Yes you can run the Ultraheat without fan but obviously will not get as good distribution of heat throughout the van. In fact this feature is one advantage of the Ultraheat over a combi boiler as you can use it on gas only with no battery drain at all when camping without electric hookup.
To find the problem you really need to dive in with a multimeter and find out if you are missing 12V to the fan or not.

Trevor


----------



## Pudsey_Bear (Sep 25, 2008)

My fan switch is a bit dodgy on my S3002 so look there first, try using some switch cleaner on it, also turning it to and fro to see if it come on, also the slider switch needs to be used it too could use some contact cleaner, fan is a last resort on mine as it is only vivible with a mirror and a cow to work on.

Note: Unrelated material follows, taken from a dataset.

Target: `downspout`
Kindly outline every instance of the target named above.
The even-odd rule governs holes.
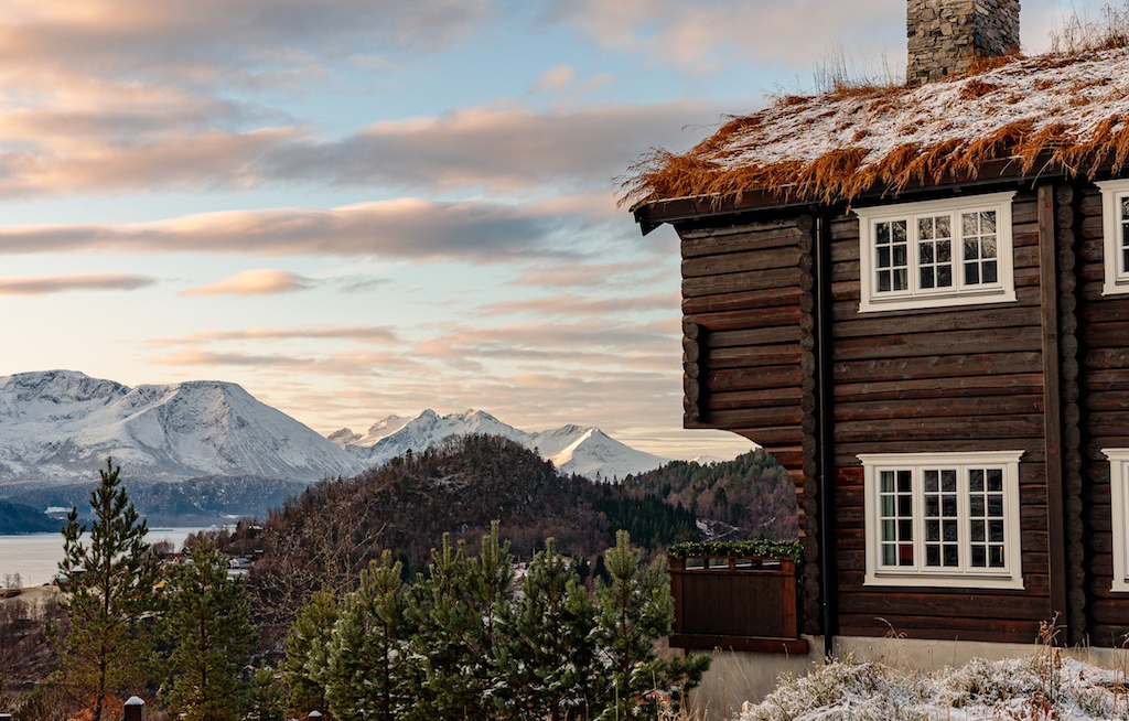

No idea of the age of your van as you give no info, but there are plenty of used fans out there, not sure if it's still available as a new spare or not.


----------



## Pudsey_Bear (Sep 25, 2008)

Not in the list of parts but the switch is if needed.

http://www.leisureshopdirect.com/caravan/gas/truma_fires/trumatic_s3002_gas_heater_spare_parts.aspx


----------



## trevorf (May 16, 2005)

Yes the switches can and do wear

Here it is I think:-

http://www.leisureshopdirect.com/caravan/gas/product_28063/truma_trumavent_teb2_fan_control_switch.aspx


----------